Apple Investors Warn iPhones and Other Technology May Be Hurting Children. A pair of investors who say they hold about $2 billion in Apple stock are pushing the company to do more to protect its youngest users from the effects of digital technology. (New York Times)
Tech Backlash Grows as Investors Press Apple to Act on Children's Use. Two of the biggest investors on Wall Street have asked Apple to study the health effects of its products and to make it easier for parents to limit their children's use of iPhones and iPads. (New York Times)
Apple Defends Its Smartphone Practices for Children After Investor Critique. Apple Inc. defended its record of providing parental controls and other protections for children who use its iPhones and other devices, after a pair of prominent investors called on the tech giant to take more steps to curb the ill effects of smartphones. (Wall Street Journal)
French prosecutor launches probe into Apple planned obsolescence: judicial source. A French prosecutor has launched a preliminary investigation of U.S. tech giant Apple over alleged deception and planned obsolescence of its products following a complaint by a consumer organization, a judicial source said on Monday. (Reuters)
Google rebrands all its payment solutions as 'Google Pay'. Google just announced that it is merging all of its various payment programs into a single brand, called "Google Pay." (Ars Technica)
Facebook's virtual assistant M is dead. So are chatbots. It's difficult to remember now, but there was a moment in early 2016 when many in the tech industry believed chatbots-automated text-based virtual assistants-would be the next big platform. (Wired)
Facebook's Oculus to partner with Xiaomi to build VR headsets. Facebook Inc's Oculus said on Monday it is partnering with Chinese phone maker Xiaomi Technology Co to make its new standalone virtual reality headset and also revealed that it will launch a version of the product exclusively for the Chinese market. (Reuters)
Amazon Echo's dominance in the smart-speaker market is a lesson on the virtue of being first. Three years and change since Amazon first launched Alexa, the digital assistant has become a familiar voice in American homes. (Quartz)
Far-Right Activist Charles Johnson Has Sued Twitter Over His Suspension. For years, the controversial right-wing activist Charles C. Johnson has threatened to sue Twitter, which banned him in 2015. (Buzzfeed)

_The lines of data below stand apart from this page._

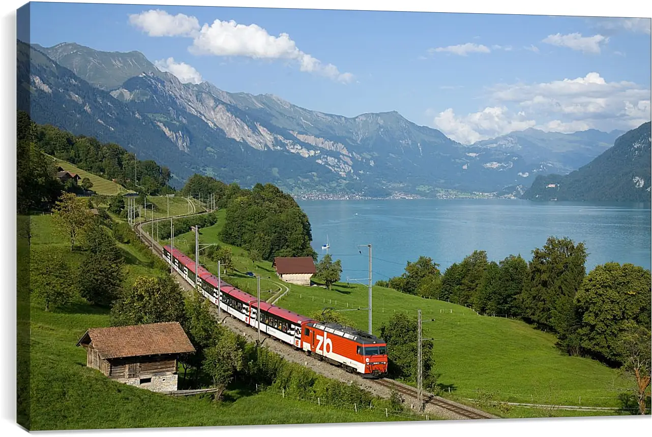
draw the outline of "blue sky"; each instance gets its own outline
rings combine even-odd
[[[138,50],[185,81],[348,117],[396,110],[466,143],[650,119],[649,19],[32,5],[32,42]]]

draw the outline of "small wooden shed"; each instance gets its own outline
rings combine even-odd
[[[89,367],[152,391],[176,390],[179,356],[195,352],[178,322],[91,328],[77,346]]]
[[[282,280],[297,285],[310,285],[310,278],[316,272],[312,257],[276,257],[272,266]]]

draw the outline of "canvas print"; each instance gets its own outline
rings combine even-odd
[[[18,422],[649,415],[650,24],[25,5]]]

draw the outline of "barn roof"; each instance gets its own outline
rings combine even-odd
[[[276,268],[276,273],[284,275],[293,273],[315,273],[315,262],[312,257],[298,257],[296,258],[284,258],[277,257],[274,259],[273,266]]]
[[[195,352],[178,322],[91,328],[77,346],[91,342],[102,359]]]

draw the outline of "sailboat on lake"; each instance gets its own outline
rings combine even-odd
[[[326,253],[328,253],[328,249],[330,249],[330,248],[331,248],[331,245],[328,242],[328,234],[326,234],[326,244],[321,245],[321,250],[322,250],[322,251],[326,251]]]

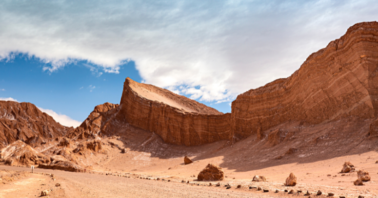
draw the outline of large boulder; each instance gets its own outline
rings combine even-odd
[[[345,162],[344,163],[344,165],[342,165],[342,169],[341,169],[342,173],[349,173],[354,171],[355,166],[354,166],[352,163],[350,162]]]
[[[198,174],[199,181],[218,181],[224,179],[224,172],[222,168],[209,163]]]
[[[289,177],[286,178],[285,185],[287,186],[295,186],[296,185],[297,185],[297,177],[295,177],[293,173],[291,173]]]
[[[192,160],[190,159],[188,156],[185,156],[184,158],[184,163],[185,165],[189,164],[189,163],[192,163],[193,162],[193,161],[192,161]]]
[[[252,181],[266,181],[266,178],[261,175],[255,175],[252,179]]]
[[[364,170],[359,170],[357,172],[357,177],[358,180],[361,181],[369,181],[370,180],[370,176],[369,175],[369,172]]]

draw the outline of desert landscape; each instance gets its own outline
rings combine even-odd
[[[378,197],[378,22],[231,108],[129,77],[76,128],[0,101],[0,197]]]

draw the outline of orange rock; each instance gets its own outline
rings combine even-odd
[[[209,163],[198,174],[199,181],[218,181],[224,179],[224,172],[220,167]]]
[[[287,186],[295,186],[297,185],[297,177],[293,173],[290,173],[289,177],[286,178],[285,185]]]

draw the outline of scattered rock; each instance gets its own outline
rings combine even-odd
[[[353,172],[355,170],[355,166],[352,164],[350,162],[345,162],[344,163],[344,165],[342,165],[342,169],[341,169],[341,173],[349,173],[350,172]]]
[[[252,181],[266,181],[266,179],[262,176],[255,175],[253,177]]]
[[[369,181],[370,180],[370,176],[369,172],[364,170],[359,170],[357,172],[357,177],[361,181]]]
[[[363,182],[362,182],[362,181],[361,180],[358,179],[357,180],[355,180],[353,184],[355,184],[355,185],[356,186],[363,186],[364,185]]]
[[[199,181],[222,180],[224,179],[224,172],[222,168],[209,163],[198,174],[197,179]]]
[[[193,162],[193,161],[192,161],[192,160],[190,159],[188,156],[185,156],[184,158],[184,163],[185,165],[189,164],[189,163],[192,163]]]
[[[297,178],[293,173],[290,173],[289,177],[286,178],[285,185],[287,186],[295,186],[297,185]]]
[[[49,191],[47,191],[47,190],[44,190],[44,191],[43,191],[40,192],[40,197],[46,196],[47,195],[49,195]]]

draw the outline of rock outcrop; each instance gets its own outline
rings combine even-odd
[[[198,174],[199,181],[219,181],[224,179],[224,172],[222,168],[209,163]]]
[[[238,96],[231,113],[127,78],[119,115],[165,142],[187,146],[254,134],[260,140],[266,137],[264,131],[289,121],[318,124],[346,117],[376,119],[377,43],[378,22],[356,24],[310,55],[290,77]],[[376,125],[370,129],[372,137],[378,134]],[[284,141],[286,133],[269,133],[271,145]]]
[[[370,180],[370,176],[369,172],[364,170],[360,170],[357,172],[357,177],[358,180],[363,181],[367,181]]]
[[[350,162],[345,162],[342,165],[341,173],[349,173],[355,171],[355,166]]]
[[[40,144],[73,129],[60,125],[31,103],[0,101],[0,148],[17,140]]]
[[[287,121],[316,124],[346,116],[376,118],[377,43],[378,22],[357,23],[310,55],[290,77],[239,95],[232,105],[235,136]]]
[[[184,164],[185,164],[185,165],[189,164],[189,163],[192,163],[193,162],[193,161],[190,159],[188,156],[185,156],[185,157],[184,157]]]
[[[297,185],[297,177],[293,173],[290,173],[289,177],[286,178],[285,185],[287,186],[295,186]]]

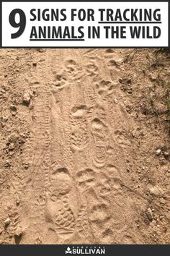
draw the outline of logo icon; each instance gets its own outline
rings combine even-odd
[[[71,253],[71,254],[72,254],[72,251],[71,251],[71,249],[70,249],[69,247],[67,247],[67,249],[66,250],[65,253],[66,253],[66,255],[67,253]]]

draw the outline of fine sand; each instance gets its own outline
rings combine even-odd
[[[0,51],[0,244],[169,243],[154,51]]]

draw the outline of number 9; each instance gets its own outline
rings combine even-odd
[[[17,14],[19,14],[19,22],[18,23],[17,23],[15,20],[15,15]],[[26,25],[26,17],[24,12],[21,9],[14,9],[9,14],[9,21],[13,27],[19,27],[17,33],[12,34],[12,38],[14,39],[19,38],[23,33]]]

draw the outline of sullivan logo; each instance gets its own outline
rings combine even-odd
[[[65,254],[73,255],[104,255],[104,247],[100,246],[73,246],[71,248],[67,247]]]

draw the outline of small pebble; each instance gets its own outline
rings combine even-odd
[[[156,155],[159,155],[161,153],[161,148],[157,149],[157,150],[156,151]]]
[[[4,221],[4,225],[5,226],[7,226],[7,225],[9,225],[9,223],[10,223],[10,218],[6,218],[5,221]]]
[[[22,230],[20,226],[18,226],[17,229],[15,230],[14,235],[16,236],[21,236],[22,234]]]
[[[29,93],[25,93],[24,95],[23,95],[23,103],[24,105],[30,105],[30,101],[31,101],[31,98],[30,98],[30,95]]]
[[[152,210],[151,208],[148,208],[146,212],[146,214],[147,217],[148,218],[149,221],[151,221],[153,218]]]

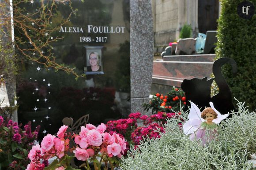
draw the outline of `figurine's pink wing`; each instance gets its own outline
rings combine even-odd
[[[182,126],[184,133],[186,135],[193,133],[194,131],[196,131],[199,128],[201,123],[201,120],[196,119],[187,121]]]
[[[215,108],[215,107],[214,107],[214,106],[213,106],[213,103],[212,103],[212,102],[210,102],[210,105],[218,115],[218,117],[217,118],[215,118],[212,121],[212,122],[214,122],[215,123],[219,124],[222,120],[226,118],[229,116],[229,114],[228,113],[225,115],[221,114],[219,111],[217,111]]]
[[[195,103],[191,101],[191,107],[188,114],[188,120],[183,125],[183,131],[187,135],[197,130],[204,120],[201,118],[201,112]]]

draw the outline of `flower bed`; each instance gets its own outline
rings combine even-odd
[[[31,132],[31,123],[24,128],[0,116],[0,165],[2,169],[20,170],[29,163],[28,153],[38,137],[40,126]]]
[[[222,121],[216,140],[203,147],[192,141],[171,119],[161,137],[141,142],[122,159],[122,170],[251,170],[256,152],[256,114],[239,103],[232,118]],[[181,116],[187,120],[188,113]],[[248,162],[249,161],[249,162]],[[147,165],[147,167],[145,165]]]

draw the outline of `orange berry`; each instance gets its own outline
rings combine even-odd
[[[182,97],[182,98],[181,98],[181,101],[182,101],[183,102],[184,102],[185,101],[186,101],[186,97]]]
[[[166,103],[165,102],[163,102],[161,104],[161,106],[165,106],[166,105]]]

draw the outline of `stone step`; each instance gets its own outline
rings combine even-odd
[[[184,79],[210,78],[215,55],[164,56],[154,61],[152,84],[180,87]]]

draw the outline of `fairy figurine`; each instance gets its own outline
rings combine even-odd
[[[214,107],[212,102],[210,102],[211,107],[206,108],[202,113],[195,103],[191,103],[188,114],[188,120],[183,125],[183,130],[186,134],[191,134],[192,140],[201,139],[202,145],[215,139],[217,133],[217,125],[229,114],[221,115]],[[208,133],[209,135],[206,135]]]

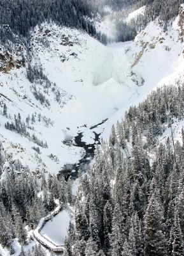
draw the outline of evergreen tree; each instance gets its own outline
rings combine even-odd
[[[164,214],[159,195],[155,189],[145,214],[145,256],[164,256],[167,253]]]
[[[176,209],[175,212],[174,223],[173,232],[174,241],[173,242],[172,256],[183,256],[183,237],[181,230],[178,212]]]

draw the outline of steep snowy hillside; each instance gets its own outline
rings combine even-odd
[[[94,131],[103,129],[90,127],[106,118],[110,120],[103,127],[108,136],[111,125],[131,105],[158,85],[183,79],[181,17],[181,12],[167,31],[156,20],[134,42],[107,47],[76,29],[37,26],[31,38],[31,58],[24,59],[31,59],[32,69],[42,70],[46,79],[41,83],[27,79],[27,64],[8,68],[8,52],[3,49],[1,58],[7,57],[6,69],[0,74],[2,113],[4,103],[8,108],[7,117],[1,118],[4,148],[32,170],[58,173],[64,164],[77,162],[82,150],[63,141],[72,141],[82,131],[83,140],[93,143]],[[48,148],[41,147],[40,154],[32,149],[38,147],[34,142],[6,129],[5,122],[13,122],[18,113],[25,122],[29,115],[30,133],[46,141]]]
[[[143,11],[138,9],[129,19]],[[101,138],[109,140],[112,125],[120,121],[131,106],[138,106],[162,85],[183,84],[183,5],[167,27],[157,19],[134,41],[106,46],[83,31],[47,22],[31,31],[26,45],[5,26],[16,43],[10,40],[0,45],[0,149],[5,159],[1,181],[12,168],[10,160],[20,164],[16,162],[20,160],[41,178],[41,190],[44,186],[45,190],[52,187],[48,194],[53,193],[53,197],[58,199],[55,186],[59,192],[62,186],[67,191],[69,199],[65,198],[65,203],[74,200],[64,181],[60,184],[53,177],[52,186],[45,185],[43,173],[48,177],[60,170],[67,174],[74,172],[73,168],[78,171],[74,164],[78,163],[82,168],[83,162],[89,163],[95,145]],[[175,121],[174,137],[181,140],[183,121]],[[158,140],[164,141],[170,131],[164,132]],[[0,157],[0,164],[1,161]],[[0,164],[0,171],[1,168]],[[74,196],[78,182],[73,183]],[[46,236],[53,235],[52,227],[51,220],[43,234],[45,230]],[[20,251],[20,244],[15,244]],[[0,253],[9,255],[1,249]]]

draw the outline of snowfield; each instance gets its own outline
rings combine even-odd
[[[32,171],[57,174],[64,164],[77,163],[84,154],[81,148],[63,144],[64,140],[72,140],[80,131],[86,142],[94,142],[94,131],[103,132],[102,136],[108,138],[111,125],[129,106],[142,101],[157,86],[183,80],[183,44],[178,19],[167,31],[157,20],[134,42],[108,46],[76,29],[48,24],[37,26],[31,37],[32,65],[42,67],[44,74],[55,83],[62,93],[61,103],[48,91],[45,95],[50,106],[41,105],[31,92],[24,67],[1,72],[0,93],[8,98],[1,96],[1,100],[7,105],[11,120],[18,113],[24,120],[28,114],[31,117],[36,113],[31,126],[48,146],[40,148],[38,155],[32,148],[33,142],[4,128],[5,122],[11,120],[1,116],[0,138],[10,156]],[[46,127],[38,122],[39,113],[53,125]],[[103,125],[90,129],[106,118],[109,119]],[[51,154],[57,161],[48,157]]]
[[[144,8],[131,13],[129,19],[143,13]],[[46,107],[32,93],[27,67],[0,72],[1,106],[6,103],[8,108],[8,117],[3,116],[3,108],[0,113],[0,140],[7,156],[20,159],[37,174],[57,175],[65,164],[75,164],[83,156],[84,150],[74,142],[78,132],[83,132],[82,141],[88,144],[95,143],[94,132],[108,140],[112,125],[122,119],[130,106],[139,104],[158,86],[176,85],[178,80],[183,83],[184,47],[179,19],[167,31],[163,22],[156,20],[134,42],[107,46],[76,29],[47,23],[36,27],[31,41],[31,65],[41,67],[55,89],[46,91],[36,84],[50,102]],[[60,93],[60,102],[55,100],[54,90]],[[29,115],[30,126],[34,129],[28,129],[30,134],[46,141],[48,148],[39,147],[40,154],[32,148],[38,147],[34,142],[5,128],[5,123],[13,122],[18,113],[24,122]],[[32,115],[35,122],[31,121]],[[173,126],[176,138],[181,137],[182,125],[183,122]],[[160,140],[169,134],[166,131]],[[77,185],[75,180],[74,195]],[[62,244],[69,220],[67,212],[62,211],[45,225],[41,234]],[[1,247],[0,253],[9,255]]]

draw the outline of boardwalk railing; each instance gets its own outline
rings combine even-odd
[[[42,245],[50,249],[52,252],[63,252],[64,250],[64,244],[56,244],[53,241],[43,236],[40,232],[45,226],[45,223],[51,220],[53,216],[57,215],[64,207],[68,209],[73,214],[74,213],[68,205],[64,205],[64,204],[58,204],[55,209],[47,215],[46,217],[40,220],[37,228],[33,231],[33,237]]]

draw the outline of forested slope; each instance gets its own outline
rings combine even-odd
[[[113,126],[80,176],[69,255],[184,255],[184,131],[178,141],[172,129],[183,93],[180,81],[158,88]]]

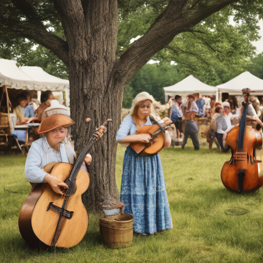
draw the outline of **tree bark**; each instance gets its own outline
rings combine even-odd
[[[108,132],[90,149],[89,190],[83,195],[87,208],[97,209],[107,195],[118,199],[115,180],[116,133],[121,121],[124,87],[115,81],[118,32],[117,0],[55,1],[69,46],[70,110],[75,148],[81,152],[96,128],[112,119]],[[70,9],[68,8],[70,5]],[[83,9],[84,8],[84,9]],[[68,17],[70,16],[70,20]],[[91,119],[88,124],[87,117]]]

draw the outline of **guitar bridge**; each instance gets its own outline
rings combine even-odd
[[[58,206],[58,205],[55,205],[55,204],[54,204],[53,203],[53,202],[50,202],[49,203],[49,205],[47,208],[47,211],[48,211],[48,210],[49,210],[50,208],[51,209],[53,209],[55,211],[57,211],[60,214],[62,213],[62,215],[65,216],[65,217],[66,217],[66,218],[68,219],[71,219],[72,216],[73,215],[73,213],[74,213],[73,211],[69,211],[68,210],[66,210],[66,209],[63,209],[62,208]]]
[[[247,152],[236,152],[236,154],[234,155],[233,158],[238,161],[246,161],[247,160]]]

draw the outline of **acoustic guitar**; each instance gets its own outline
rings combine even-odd
[[[109,121],[99,128],[103,133]],[[55,193],[48,183],[32,184],[18,217],[21,235],[31,248],[70,248],[80,242],[86,233],[88,216],[81,195],[88,189],[89,177],[80,167],[91,146],[99,139],[96,132],[74,165],[53,162],[44,167],[47,173],[67,184],[65,195]]]

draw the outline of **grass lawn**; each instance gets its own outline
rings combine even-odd
[[[118,147],[116,180],[120,189],[125,148]],[[0,262],[262,262],[262,190],[247,195],[228,192],[220,171],[230,154],[202,145],[193,149],[160,153],[173,229],[150,236],[134,236],[132,246],[111,249],[100,238],[100,216],[89,214],[88,231],[70,250],[36,252],[20,235],[17,218],[30,186],[24,174],[26,157],[0,155]],[[242,216],[224,213],[230,207],[246,209]],[[100,216],[101,216],[101,215]]]

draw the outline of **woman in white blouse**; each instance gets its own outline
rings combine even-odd
[[[63,194],[61,188],[67,185],[55,177],[44,171],[44,167],[51,162],[67,162],[73,164],[76,154],[69,141],[65,139],[67,128],[74,122],[69,117],[61,114],[51,115],[41,122],[37,133],[44,137],[32,143],[27,155],[25,174],[30,183],[48,183],[53,190]],[[88,154],[85,162],[89,164],[91,156]],[[81,170],[87,172],[83,164]]]

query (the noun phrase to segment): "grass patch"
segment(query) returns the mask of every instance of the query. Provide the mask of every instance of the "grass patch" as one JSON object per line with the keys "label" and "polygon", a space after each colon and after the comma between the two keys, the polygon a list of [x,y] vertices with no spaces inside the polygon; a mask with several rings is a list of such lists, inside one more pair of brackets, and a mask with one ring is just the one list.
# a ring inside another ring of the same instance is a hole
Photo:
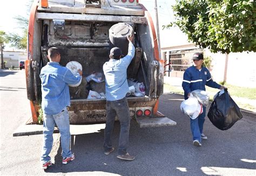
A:
{"label": "grass patch", "polygon": [[[227,87],[231,97],[234,99],[235,103],[240,108],[256,112],[256,107],[248,104],[248,100],[252,101],[252,100],[256,99],[256,88],[242,87],[229,84],[225,85],[225,86]],[[210,101],[212,101],[213,96],[220,90],[207,86],[205,87],[206,92],[210,94]],[[184,94],[181,85],[180,86],[173,86],[169,84],[164,84],[164,92],[173,92],[183,95]],[[239,98],[235,98],[235,97]],[[247,101],[246,99],[248,99]]]}
{"label": "grass patch", "polygon": [[251,100],[256,99],[256,88],[242,87],[233,86],[230,84],[225,85],[232,96],[248,98]]}

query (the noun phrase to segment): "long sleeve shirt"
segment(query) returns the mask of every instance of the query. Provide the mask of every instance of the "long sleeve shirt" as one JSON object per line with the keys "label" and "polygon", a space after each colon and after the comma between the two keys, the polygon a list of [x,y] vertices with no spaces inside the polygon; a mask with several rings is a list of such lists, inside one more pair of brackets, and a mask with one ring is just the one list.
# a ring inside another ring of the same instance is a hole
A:
{"label": "long sleeve shirt", "polygon": [[192,66],[188,67],[183,75],[182,87],[184,90],[184,98],[188,98],[187,94],[195,90],[205,91],[205,85],[220,89],[221,85],[214,82],[208,69],[202,66],[201,71]]}
{"label": "long sleeve shirt", "polygon": [[40,73],[42,82],[42,108],[44,113],[56,114],[70,106],[69,84],[78,83],[82,77],[57,62],[49,62]]}
{"label": "long sleeve shirt", "polygon": [[124,97],[129,91],[127,68],[134,56],[135,49],[129,42],[127,55],[119,60],[110,59],[103,65],[106,83],[106,99],[114,101]]}

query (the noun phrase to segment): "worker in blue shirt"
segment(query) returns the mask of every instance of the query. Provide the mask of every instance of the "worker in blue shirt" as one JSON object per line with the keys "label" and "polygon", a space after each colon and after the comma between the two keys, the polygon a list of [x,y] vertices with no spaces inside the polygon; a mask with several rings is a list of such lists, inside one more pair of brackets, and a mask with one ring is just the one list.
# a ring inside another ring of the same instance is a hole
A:
{"label": "worker in blue shirt", "polygon": [[[225,89],[214,82],[207,68],[202,66],[204,61],[203,53],[196,52],[193,55],[193,65],[188,67],[184,72],[182,87],[184,90],[184,98],[190,96],[190,92],[196,90],[205,91],[205,85],[216,89]],[[203,112],[195,119],[190,119],[190,127],[193,135],[193,144],[201,146],[201,139],[206,140],[207,137],[203,133],[206,114],[206,107],[203,106]]]}
{"label": "worker in blue shirt", "polygon": [[130,111],[126,94],[129,91],[127,82],[127,68],[134,56],[135,49],[132,40],[133,36],[127,36],[129,41],[128,53],[123,57],[119,48],[110,50],[110,59],[103,65],[105,78],[106,122],[105,128],[104,154],[109,154],[114,148],[112,146],[111,133],[114,119],[117,115],[120,130],[117,158],[125,160],[133,160],[134,157],[127,152],[130,131]]}
{"label": "worker in blue shirt", "polygon": [[40,73],[44,121],[41,161],[44,170],[51,166],[49,154],[52,147],[52,134],[55,125],[60,133],[62,164],[66,164],[75,159],[75,155],[70,149],[70,123],[66,106],[70,106],[69,84],[78,83],[82,75],[80,70],[74,76],[70,70],[59,65],[60,54],[57,48],[50,48],[48,53],[50,62],[42,69]]}

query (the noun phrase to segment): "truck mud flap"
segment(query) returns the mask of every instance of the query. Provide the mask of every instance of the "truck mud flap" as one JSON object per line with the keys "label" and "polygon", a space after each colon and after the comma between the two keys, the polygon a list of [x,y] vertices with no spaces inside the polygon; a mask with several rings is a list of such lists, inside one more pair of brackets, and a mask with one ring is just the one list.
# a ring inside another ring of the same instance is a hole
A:
{"label": "truck mud flap", "polygon": [[[59,130],[55,127],[54,133],[59,133]],[[22,124],[12,134],[13,137],[30,136],[43,134],[43,125],[26,125]]]}
{"label": "truck mud flap", "polygon": [[[70,125],[70,134],[71,135],[78,135],[91,133],[98,132],[104,130],[105,127],[105,124],[98,124],[92,125]],[[54,129],[53,133],[59,133],[57,127]],[[30,136],[43,134],[43,125],[21,125],[12,134],[12,136]]]}
{"label": "truck mud flap", "polygon": [[174,126],[177,124],[176,122],[165,117],[159,112],[158,112],[157,117],[137,117],[137,121],[141,128]]}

Twitter allows apparent phishing scam to buy promoted tweet. Twitter's advertising platform allowed a fraudulent website to purchase promoted tweets that directed users to what appears to be a phishing scam. (The Hill)
Want to see the future? Look at the chips. Nakul Duggal, Qualcomm's vice president of product management, sticks his head into a Cadillac SUV and points up at a gaping rectangular hole in the ceiling. (Wired)
Intel CEO's Stock Sale Called Unusual by Private Securities Specialists. The sale of Intel Corp. stock by Chief Executive Brian Krzanich while the company was handling concerns about security flaws in its chips was a highly unusual move that risked attracting regulatory scrutiny, according to lawyers and analysts who follow executive stock sales. (Wall Street Journal)

Today on the Hill

The House will meet at 10:00 a.m. for morning hour and 12:00 p.m. for legislative business. First and last votes expected: 3:30 p.m. - 4:30 p.m.
The Senate will convene at 10:00 a.m. and proceed to executive session to resume consideration of the nomination of William L. Campbell, Jr., of Tennessee, to be United States District Judge for the Middle District of Tennessee.